Sunday, December 6, 2009

The Big Decision

It's time to decide what to do with the first part of this coming year. It's a hard choice, I've got a lot impeding me from getting to this work. My house is a mess, I've got a lot of tools at my disposal but they are all half buried ideas. I'm wasting a lot of energy on pointless activities. My mind is seeking for something to put my creativity to. It's like there is a giant landscape in front of me. It's the largest thing that I've ever seen, it's the largest landscape that has ever existed in the minds of people. Every way that I look at it I see something interesting, and so picking my path is like choosing between either cookies or ice cream. How am I supposed to pick? I know some people who are walking down their own roads, seems like they went with the sights that were close by, some just seemed to flow like water into their future. Me, I must be behind a wall or something, because I've hardly moved since high school. I mean, I've gotten some invaluable experience, but no insight into what I want to be. That isn't to say I haven't learned about who I am. Just haven't seen that golden light extending into the future.
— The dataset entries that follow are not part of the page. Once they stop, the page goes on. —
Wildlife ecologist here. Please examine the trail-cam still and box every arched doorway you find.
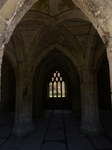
[33,48,79,114]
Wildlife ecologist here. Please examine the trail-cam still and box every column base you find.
[80,123,105,136]
[12,121,35,137]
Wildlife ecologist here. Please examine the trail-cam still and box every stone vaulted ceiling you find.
[4,0,105,69]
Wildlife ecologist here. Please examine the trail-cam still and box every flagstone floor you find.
[0,110,112,150]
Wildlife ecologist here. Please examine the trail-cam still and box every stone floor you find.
[0,110,112,150]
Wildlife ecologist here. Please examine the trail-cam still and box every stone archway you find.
[0,0,112,104]
[0,0,112,52]
[0,0,112,137]
[32,48,80,116]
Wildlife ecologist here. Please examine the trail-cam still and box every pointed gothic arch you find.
[0,0,112,52]
[0,0,112,137]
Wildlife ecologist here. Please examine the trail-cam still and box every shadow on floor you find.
[0,110,112,150]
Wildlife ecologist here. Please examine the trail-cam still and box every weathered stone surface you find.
[79,68,105,136]
[0,0,19,20]
[0,48,3,58]
[0,19,5,34]
[0,0,112,138]
[0,0,7,9]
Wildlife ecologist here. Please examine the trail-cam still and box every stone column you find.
[72,80,81,116]
[33,74,44,116]
[78,66,104,136]
[12,64,35,137]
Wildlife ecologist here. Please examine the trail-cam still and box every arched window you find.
[49,71,65,98]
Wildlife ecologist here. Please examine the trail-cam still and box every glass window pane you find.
[54,81,57,97]
[58,73,60,77]
[58,81,61,97]
[49,82,52,97]
[49,71,66,98]
[54,73,56,77]
[56,77,58,81]
[62,81,65,97]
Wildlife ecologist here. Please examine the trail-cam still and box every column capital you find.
[16,62,34,78]
[77,65,94,72]
[77,66,97,83]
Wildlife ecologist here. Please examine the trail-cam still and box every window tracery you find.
[49,71,65,98]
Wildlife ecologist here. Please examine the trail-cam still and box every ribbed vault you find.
[0,0,111,137]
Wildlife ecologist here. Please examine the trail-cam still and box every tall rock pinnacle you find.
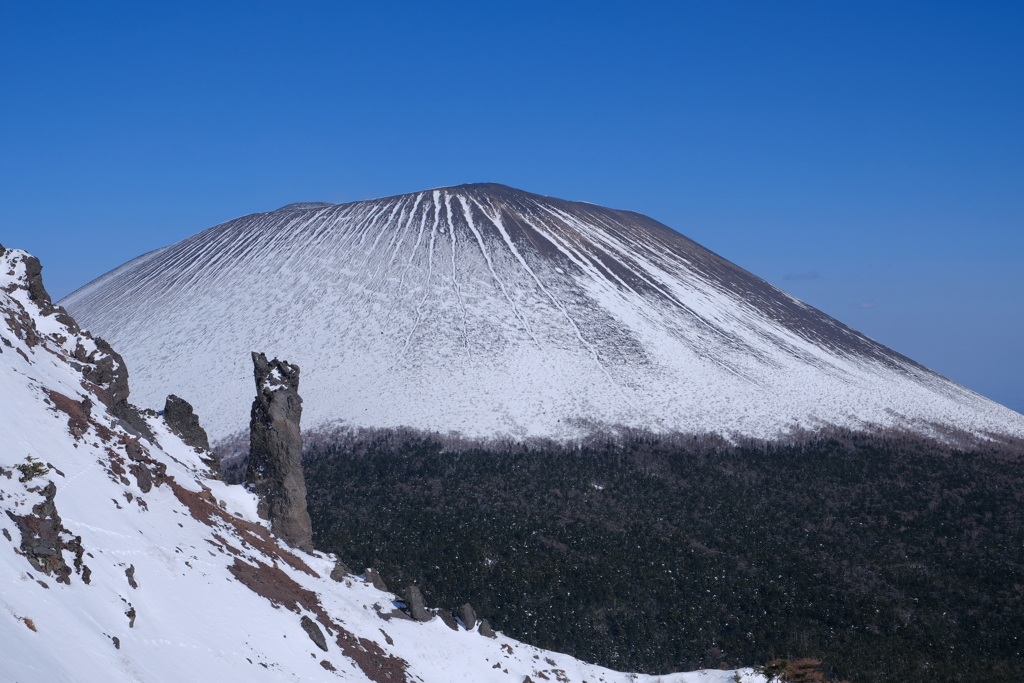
[245,352,313,552]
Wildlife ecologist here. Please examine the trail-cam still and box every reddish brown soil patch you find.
[170,480,318,577]
[228,558,408,683]
[45,389,89,439]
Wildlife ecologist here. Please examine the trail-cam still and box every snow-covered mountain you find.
[61,184,1024,442]
[1,244,763,682]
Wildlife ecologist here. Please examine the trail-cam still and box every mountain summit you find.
[62,184,1024,441]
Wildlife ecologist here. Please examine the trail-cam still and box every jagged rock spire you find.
[245,352,313,551]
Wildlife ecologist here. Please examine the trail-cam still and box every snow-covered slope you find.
[1,244,763,682]
[61,184,1024,442]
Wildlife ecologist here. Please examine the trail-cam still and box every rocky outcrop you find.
[479,619,496,638]
[164,395,211,451]
[164,394,219,477]
[8,247,154,442]
[245,352,313,552]
[20,252,81,333]
[5,480,89,585]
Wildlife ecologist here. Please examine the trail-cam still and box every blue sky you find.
[2,1,1022,413]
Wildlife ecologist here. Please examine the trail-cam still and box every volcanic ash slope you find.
[61,184,1024,442]
[0,244,763,682]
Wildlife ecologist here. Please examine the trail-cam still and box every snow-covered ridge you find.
[2,244,764,681]
[60,183,1024,442]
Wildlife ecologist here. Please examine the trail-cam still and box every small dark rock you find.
[320,660,336,671]
[125,564,138,589]
[364,567,388,591]
[437,609,459,631]
[379,628,394,645]
[524,677,534,683]
[112,636,120,650]
[126,605,136,628]
[2,528,10,542]
[300,615,328,652]
[457,602,477,630]
[404,585,431,622]
[479,618,496,638]
[329,560,351,581]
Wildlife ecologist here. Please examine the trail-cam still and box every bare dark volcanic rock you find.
[60,184,1024,442]
[163,394,211,451]
[246,352,313,552]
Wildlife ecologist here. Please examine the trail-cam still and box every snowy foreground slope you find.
[62,184,1024,442]
[1,245,763,682]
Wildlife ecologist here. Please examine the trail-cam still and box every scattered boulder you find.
[364,567,388,591]
[125,564,138,589]
[457,602,477,631]
[163,394,218,477]
[479,619,496,638]
[329,560,352,582]
[245,352,313,552]
[404,585,431,622]
[300,615,328,652]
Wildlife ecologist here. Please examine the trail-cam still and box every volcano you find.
[61,183,1024,442]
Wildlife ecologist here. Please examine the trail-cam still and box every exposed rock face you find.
[457,603,477,631]
[83,337,131,408]
[245,352,313,552]
[479,619,496,638]
[404,585,430,622]
[164,394,219,477]
[5,480,89,585]
[20,253,81,333]
[2,247,135,422]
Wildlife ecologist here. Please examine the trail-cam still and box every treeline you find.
[299,427,1024,683]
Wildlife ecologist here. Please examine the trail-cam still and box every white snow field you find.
[61,184,1024,443]
[1,245,766,682]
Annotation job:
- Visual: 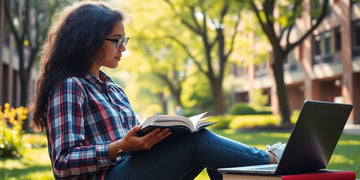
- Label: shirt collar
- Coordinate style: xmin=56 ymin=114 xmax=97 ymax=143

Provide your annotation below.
xmin=85 ymin=70 xmax=114 ymax=85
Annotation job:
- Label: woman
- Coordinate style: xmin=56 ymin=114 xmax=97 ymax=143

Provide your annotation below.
xmin=31 ymin=1 xmax=284 ymax=180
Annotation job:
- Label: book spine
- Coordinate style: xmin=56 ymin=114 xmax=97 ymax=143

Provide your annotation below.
xmin=281 ymin=171 xmax=356 ymax=180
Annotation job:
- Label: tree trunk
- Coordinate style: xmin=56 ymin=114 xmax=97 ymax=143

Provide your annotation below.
xmin=272 ymin=55 xmax=291 ymax=126
xmin=157 ymin=92 xmax=168 ymax=114
xmin=210 ymin=79 xmax=227 ymax=115
xmin=20 ymin=78 xmax=29 ymax=106
xmin=20 ymin=71 xmax=31 ymax=130
xmin=174 ymin=90 xmax=182 ymax=108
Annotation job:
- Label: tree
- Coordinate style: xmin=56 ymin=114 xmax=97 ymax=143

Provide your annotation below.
xmin=249 ymin=0 xmax=328 ymax=125
xmin=115 ymin=0 xmax=190 ymax=114
xmin=164 ymin=0 xmax=244 ymax=115
xmin=4 ymin=0 xmax=74 ymax=128
xmin=143 ymin=40 xmax=189 ymax=109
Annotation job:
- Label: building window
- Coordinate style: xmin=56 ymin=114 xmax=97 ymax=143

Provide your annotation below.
xmin=352 ymin=21 xmax=360 ymax=57
xmin=313 ymin=30 xmax=334 ymax=64
xmin=324 ymin=31 xmax=333 ymax=55
xmin=285 ymin=49 xmax=298 ymax=71
xmin=354 ymin=21 xmax=360 ymax=47
xmin=314 ymin=35 xmax=322 ymax=56
xmin=255 ymin=61 xmax=267 ymax=78
xmin=334 ymin=27 xmax=341 ymax=51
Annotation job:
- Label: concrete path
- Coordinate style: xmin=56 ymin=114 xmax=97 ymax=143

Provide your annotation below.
xmin=343 ymin=124 xmax=360 ymax=135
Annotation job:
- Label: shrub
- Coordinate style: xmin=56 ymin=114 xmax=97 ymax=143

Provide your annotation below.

I still think about the part that Ashley plays in this decision. It's weird that so long after we parted she still has an effect on my life. At first I thought I hated her and that was why I needed to succeed. To triumph over the reasons she left. Yes, she hurt me very badly, but, it wasn't on purpose. That's a very hard thing to admit. It feels so much better to blame my stagnation on someone else. Something I have no control over, but it isn't the truth. I've let myself grow fat in a comfortable mediocrity. Forgiving and forgetting is a top priority.

What else is holding me back? I have a lack of solitude. I know this is of utmost importance to my psychology. I need time by myself to formulate, to come to understanding, to develop a want for social contact. Living with a roommate has a lot of benefits, shared resources, a safety net of sorts. But soon, I need to leave this comfortable setting as well.

I've got some resources here, and being in a cocoon of sorts isn't all bad. I'm like a boulder at the top of a hill, held in place precariously by a few pebbles. Loose those and I fall with all the potential energy I've ever had. Hopefully I can bring a good amount of the mountain with me. Down isn't usually the direction that people think of as good, but in this case I think it's right. There is a lot going on in the valley below were there isn't much potential that could easily be swept away.

I hope writing this blog puts my thoughts in better order. It's going to be a trial to stick with it. Wish me luck!